Sunburn and biology classes aside, it was a glorious month. I was in love, and when I walked, my feet barely touched the pavement. I practically skipped into work in the mornings, and skipped out again in the evenings. Nothing could ruin the warm glow that had settled in around my breastbone and made a permanent home for itself.

One sunny afternoon in early May, I decided to go out for lunch, and ate a sandwich on a bench near the waterfront, enjoying the weather. When I returned to the office, Nancy was waiting for me.

“You had a call while you were out,” she said, handing me a slip of paper. “A gentleman from the FBI. You haven’t done anything illegal, have you, sir?”

I grinned. “No, not me,” I said. “Butter wouldn’t melt in my mouth.” It must have been Hernandez calling—maybe to tie up some loose ends about Hackett. I went into my office and called the number that Nancy had written down for me.

“Hernandez,” a voice said.

“This is Carter Sutton,” I said. “My secretary said that you called.”

“Sutton! Yes, I did,” Hernandez said. “How’s it going? Business good?”

“As always,” I said. “What can I do for you?”

“Look, I’ll just cut to the chase,” Hernandez said. “We need you to testify before Congress.”

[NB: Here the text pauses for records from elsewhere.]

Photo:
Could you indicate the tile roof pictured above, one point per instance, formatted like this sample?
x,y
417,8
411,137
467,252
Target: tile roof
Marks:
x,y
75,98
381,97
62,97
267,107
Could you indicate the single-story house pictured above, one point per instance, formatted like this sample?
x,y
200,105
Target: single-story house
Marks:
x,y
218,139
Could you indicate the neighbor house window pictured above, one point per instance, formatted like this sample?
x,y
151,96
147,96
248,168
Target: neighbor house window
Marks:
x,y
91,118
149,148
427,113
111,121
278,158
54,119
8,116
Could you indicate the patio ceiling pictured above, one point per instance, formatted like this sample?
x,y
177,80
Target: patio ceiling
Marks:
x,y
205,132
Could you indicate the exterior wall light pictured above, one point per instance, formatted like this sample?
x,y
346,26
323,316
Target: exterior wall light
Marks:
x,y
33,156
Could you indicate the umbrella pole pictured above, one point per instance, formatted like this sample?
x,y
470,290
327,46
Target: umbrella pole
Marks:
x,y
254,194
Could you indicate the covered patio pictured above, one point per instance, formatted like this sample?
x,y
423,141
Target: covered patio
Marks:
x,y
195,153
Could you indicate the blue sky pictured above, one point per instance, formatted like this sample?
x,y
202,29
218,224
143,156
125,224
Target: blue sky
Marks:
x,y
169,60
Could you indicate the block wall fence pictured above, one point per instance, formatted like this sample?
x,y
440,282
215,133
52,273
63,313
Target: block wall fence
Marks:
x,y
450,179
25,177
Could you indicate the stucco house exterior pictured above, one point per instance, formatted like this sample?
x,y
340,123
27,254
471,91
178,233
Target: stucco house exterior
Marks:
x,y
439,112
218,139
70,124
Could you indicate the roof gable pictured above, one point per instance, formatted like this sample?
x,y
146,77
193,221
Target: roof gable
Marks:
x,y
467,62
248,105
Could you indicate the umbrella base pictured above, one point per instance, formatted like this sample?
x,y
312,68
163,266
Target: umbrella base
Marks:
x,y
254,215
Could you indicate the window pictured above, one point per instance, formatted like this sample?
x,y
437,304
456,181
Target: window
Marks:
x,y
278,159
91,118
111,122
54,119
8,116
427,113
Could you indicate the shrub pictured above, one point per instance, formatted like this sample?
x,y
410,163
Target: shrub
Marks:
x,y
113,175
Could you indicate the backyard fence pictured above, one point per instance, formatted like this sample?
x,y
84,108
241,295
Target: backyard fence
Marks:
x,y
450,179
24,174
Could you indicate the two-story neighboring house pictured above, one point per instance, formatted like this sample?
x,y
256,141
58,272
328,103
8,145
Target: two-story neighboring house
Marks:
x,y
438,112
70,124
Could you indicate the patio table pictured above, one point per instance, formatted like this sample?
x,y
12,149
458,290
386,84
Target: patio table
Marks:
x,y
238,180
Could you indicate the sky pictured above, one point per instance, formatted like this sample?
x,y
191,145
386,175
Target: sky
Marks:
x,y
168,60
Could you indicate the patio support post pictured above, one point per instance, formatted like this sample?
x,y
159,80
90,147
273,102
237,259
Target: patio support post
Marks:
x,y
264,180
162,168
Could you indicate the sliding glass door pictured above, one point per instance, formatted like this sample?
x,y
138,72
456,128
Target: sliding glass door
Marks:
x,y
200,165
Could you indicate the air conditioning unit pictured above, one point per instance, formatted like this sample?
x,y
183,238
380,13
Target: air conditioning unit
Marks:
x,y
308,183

I sat down at my desk, heart sinking. I knew all along that this had been a possibility, but I’d hoped it wouldn’t come to pass. “The investigation turned out well, I take it.”

“Oh yeah,” Hernandez said. “That rabbit hole went pretty deep, it turns out. Hackett’s small fry. Once we started following the Mafia leads, well—let’s just say there are several state legislators and a Senator involved.”